Sure, but we think a ton about anxiety in coaching! Fear pushes us off, leads us to pause, procrastinate, put off and finally ruin our dreams. I'm sure you've heard a number of stuff about terror and I know you've felt it many times too!
I'm going to let you in on a little secret today and that's; Anxiety has Layers. Even if you believe you've conquered the anxiety, what you've really achieved is to conquer an anxiety of the surface, but there's something more that may be far further underneath. So I was talking about it coming up with Halloween, it's a nice opportunity to discuss anxiety a little more so I want to speak to you today about not being nice enough at 'it' The Feeling of Not Being Good Enough at 'IT' IT is special for everybody. Currently, with this anxiety, I'm not talking about the usual thoughts and anxiety of 'not feeling good enough'- I'm talking about what occurs when a fear of not being good enough is a standard way of thinking or a 'fixed mentality.'
Let me explain: I used to do cross country and race in school at a distance of 100 metres. Sports Days at high school- I enjoyed them! I had the tag of 'Sonic' yes the hedgehog during the first few weeks of high school, yes I know it was stupid now but back then I was only so proud of it and the mark encouraged me to run harder. Instead the tournaments- county and country competitions began. All of a sudden I was no longer the best. I was, in truth, fairly average and poor. My abilities hadn't been strong enough. So instead, what was the point? My attitude changed very easily from 'This is nice, I'm very good at it' to 'I'm not good enough anymore because I'm not interested.' To say the truth, it wasn't that I wasn't interested, I was deeply, but until that point it was just too fast and normal for me and I never learned to function with it. In the end, I was leaving and I began to vape to double on the lies.

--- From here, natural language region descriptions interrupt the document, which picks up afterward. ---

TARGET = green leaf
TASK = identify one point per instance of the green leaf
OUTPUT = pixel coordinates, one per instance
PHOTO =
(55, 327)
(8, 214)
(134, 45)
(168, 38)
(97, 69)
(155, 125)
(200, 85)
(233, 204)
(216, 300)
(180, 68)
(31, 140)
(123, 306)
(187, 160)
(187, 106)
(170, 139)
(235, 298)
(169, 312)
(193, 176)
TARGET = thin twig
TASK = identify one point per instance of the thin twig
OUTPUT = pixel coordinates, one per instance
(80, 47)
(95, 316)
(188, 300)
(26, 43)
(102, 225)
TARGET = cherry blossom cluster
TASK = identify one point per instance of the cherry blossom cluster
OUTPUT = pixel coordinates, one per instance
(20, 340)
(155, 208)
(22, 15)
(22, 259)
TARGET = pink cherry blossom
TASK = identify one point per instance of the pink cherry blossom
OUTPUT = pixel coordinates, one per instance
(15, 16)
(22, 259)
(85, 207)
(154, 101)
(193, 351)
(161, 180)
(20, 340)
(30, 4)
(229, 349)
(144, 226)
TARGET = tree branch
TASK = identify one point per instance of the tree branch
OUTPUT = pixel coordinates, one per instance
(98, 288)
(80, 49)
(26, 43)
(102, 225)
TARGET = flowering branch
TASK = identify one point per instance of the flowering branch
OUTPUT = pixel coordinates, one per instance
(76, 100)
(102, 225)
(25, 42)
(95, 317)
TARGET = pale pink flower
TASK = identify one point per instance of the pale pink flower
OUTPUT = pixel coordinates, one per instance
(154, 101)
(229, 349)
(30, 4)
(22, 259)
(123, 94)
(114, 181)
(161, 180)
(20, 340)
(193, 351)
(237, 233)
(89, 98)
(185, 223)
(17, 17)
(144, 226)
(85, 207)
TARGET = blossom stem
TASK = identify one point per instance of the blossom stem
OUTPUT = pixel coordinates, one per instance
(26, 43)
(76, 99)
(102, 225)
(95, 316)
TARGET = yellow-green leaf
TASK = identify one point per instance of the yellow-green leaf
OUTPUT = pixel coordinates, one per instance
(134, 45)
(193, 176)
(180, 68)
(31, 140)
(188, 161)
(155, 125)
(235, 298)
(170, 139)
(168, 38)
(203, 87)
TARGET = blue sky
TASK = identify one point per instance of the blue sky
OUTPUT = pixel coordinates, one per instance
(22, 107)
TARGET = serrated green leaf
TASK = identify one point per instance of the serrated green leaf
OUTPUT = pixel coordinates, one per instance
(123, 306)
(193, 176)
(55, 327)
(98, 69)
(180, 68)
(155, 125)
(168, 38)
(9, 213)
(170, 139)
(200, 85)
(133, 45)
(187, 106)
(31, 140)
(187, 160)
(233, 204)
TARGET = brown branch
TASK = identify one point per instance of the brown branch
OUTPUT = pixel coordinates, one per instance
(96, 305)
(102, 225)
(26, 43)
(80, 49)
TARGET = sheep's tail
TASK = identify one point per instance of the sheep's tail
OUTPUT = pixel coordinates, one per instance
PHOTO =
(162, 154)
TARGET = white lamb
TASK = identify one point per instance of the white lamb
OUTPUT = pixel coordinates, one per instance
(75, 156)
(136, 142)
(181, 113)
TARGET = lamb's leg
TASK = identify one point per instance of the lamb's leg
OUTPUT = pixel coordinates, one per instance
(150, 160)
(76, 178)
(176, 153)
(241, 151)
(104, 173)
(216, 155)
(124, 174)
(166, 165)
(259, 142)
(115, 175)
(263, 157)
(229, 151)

For years, this unique attitude of 'not good enough' in regards to my health existed with me and it is now my default environment. When I go to a college, a boot camp, or something else, and it doesn't come easily, or sound pleasant, or sound simple, the temptation is to go. But I Think it's because I've never known how to function on it, I've never understood that commitment and preparation is more critical than instant consequences – does that make sense? Then I realize intellectually that I have to force myself to comply, to do so sometimes though I don't feel like it.
So, I'm wondering- where in your life has this tale been played out?
What is no longer normal to you and the automatic action is to stop it or to procrastinate? I deal through it with other clients in terms of their wellness, weight and activity objectives. Similar to me, it used to come naturally and effortlessly before it did not happen all of a sudden and now that field of life is just sucking! So no matter what menu schedules you're making, or what fitness routine you're signed up to, you're just following ahead with remaining positive!
Or how about at college- do you know when you used to do your job and you were going to get a grade? You will get straightforward comments—well achieved, require change, nice initiative, etc., but just crickets as you reached the 'true world.' Any reviews, any commendation, no 'well finished' The laws are different — instead of waiting for your feedback to be needed, you need to think to someone else — maybe even disturb some mid-sentence men. It feels rough, it feels awkward, and what's going on with certain people is that you're back off, still, you're not improving like you'd thought you'd, so every day your self-esteem and morale gets chipped away a little more. The huge hopes you've had about yourself and for your future no longer appear in your mind. You continue to think you're not 'strong enough at it' – whatever 'it' may be and it's safer if you just put your head down.
The argument I want to drive home is that we resist, reject, procrastinate, don't follow ahead and don't fulfill our goals because we're afraid to pursue because we figure out we're not strong enough at 'it.' Having it as a hope or a fantasy so we might fantasize about is better than putting the energy into having something work and realizing out we're not strong enough (or so the anxiety would tell you!).